Al-Hayat reports that al-Wa’ili [Ar.] the governor of Basra from the Virtue party, blamed the Suprem Council, the local representatives of the chief Shiite religious authorities (i.e. Sistani), and ‘outside agitators” who came in to support gangs engaged in smuggling. (The outsiders are presumably being accused of being Iranians, though from his diction he thinks they are crminals, not agents of the state.) The head of the governing council excused local government inability to restore order by pointing to its lack of money for security forces.
President Jalal Talabani has suggested that the federal government could just remove some local officials from power. For all Basra’s problems, this approach would be extremely unfortunate. Al-Wa’ili and his supporters won the local elections in Basra on Jan. 30, 2005, gaining 21 seats to the 20 of the Supreme Council. For the federal government to remove an elected, sitting governor is a slippery slope.

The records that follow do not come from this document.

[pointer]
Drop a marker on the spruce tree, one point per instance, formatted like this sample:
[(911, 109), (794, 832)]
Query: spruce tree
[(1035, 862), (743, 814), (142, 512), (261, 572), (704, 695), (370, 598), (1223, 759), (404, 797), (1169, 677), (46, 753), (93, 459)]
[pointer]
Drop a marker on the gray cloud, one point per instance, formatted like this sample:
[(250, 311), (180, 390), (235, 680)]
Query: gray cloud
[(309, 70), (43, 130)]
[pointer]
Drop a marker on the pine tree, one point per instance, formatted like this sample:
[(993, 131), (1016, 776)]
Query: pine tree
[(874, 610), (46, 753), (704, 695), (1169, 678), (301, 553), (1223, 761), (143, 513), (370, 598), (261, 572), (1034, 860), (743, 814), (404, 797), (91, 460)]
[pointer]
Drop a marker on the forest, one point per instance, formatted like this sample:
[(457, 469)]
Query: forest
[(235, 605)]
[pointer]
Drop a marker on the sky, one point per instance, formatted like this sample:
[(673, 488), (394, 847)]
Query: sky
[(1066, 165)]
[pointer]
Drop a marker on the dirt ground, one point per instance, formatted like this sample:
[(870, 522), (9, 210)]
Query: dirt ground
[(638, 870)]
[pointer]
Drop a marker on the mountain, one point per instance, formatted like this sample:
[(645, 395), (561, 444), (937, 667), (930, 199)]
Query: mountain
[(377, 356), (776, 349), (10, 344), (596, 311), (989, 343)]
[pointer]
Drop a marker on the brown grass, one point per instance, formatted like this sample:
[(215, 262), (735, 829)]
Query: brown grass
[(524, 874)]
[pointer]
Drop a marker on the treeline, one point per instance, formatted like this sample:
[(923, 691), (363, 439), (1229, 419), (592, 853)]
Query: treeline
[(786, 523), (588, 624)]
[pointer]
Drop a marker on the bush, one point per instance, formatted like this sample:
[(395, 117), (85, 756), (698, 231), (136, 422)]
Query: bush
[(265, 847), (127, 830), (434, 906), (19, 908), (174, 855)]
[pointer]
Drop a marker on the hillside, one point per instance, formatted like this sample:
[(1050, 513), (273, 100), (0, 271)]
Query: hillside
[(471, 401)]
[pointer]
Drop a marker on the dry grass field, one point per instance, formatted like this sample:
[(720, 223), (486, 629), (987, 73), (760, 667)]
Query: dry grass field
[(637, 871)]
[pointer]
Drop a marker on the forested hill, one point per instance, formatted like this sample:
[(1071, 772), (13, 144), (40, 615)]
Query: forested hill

Does it beomce a precedent? This kind of high-handedness in India under Indira Gandhi seems to me to have helped produced massive turmoil in Kashmir and Panjab, and it did not help things in Maharashtra or elsewhere that she intrigued to get out a non-Congress governor and get a Congress one in. It would be like allowing Bush to fire Governor Granholm in Michigan because security is so bad in Detroit. This kind of thing can lead to a one-party state.
Two ironies here: The Kurds would take up arms at the very mention of the possibility that Maliki might dismiss any officials in Kurdistan. And, from a Virtue Party point of view, Maliki’s tough rhetoric just sounds like Dawa and the Supreme Council are trying to win by federal intervention what they lost at the ballot box, and marginalize an elected party.
Anyway, I don’t find it plausible that Maliki can restore order to Basra any time soon, and if he intervenes with too heavy a hand (he spoke of an “iron fist”), he could easily make things much worse (e.g. pushing the Virtue Party into becoming a guerrilla resistance.)
Al-Zaman/ AFP say that the Debaathification Committee has asked the Malik government to dismiss three or four of the ministers it just appointed, on the ground that they had been too high in the Baath party in the old regime. Typically such debaathification targets Sunni Arabs or secular Shiites. Al-Maliki has been big on debaathification, so we will see if he gives in on this. If he does, I should think it will cause a parliamentary crisis, with him losing the support of yet another party or two.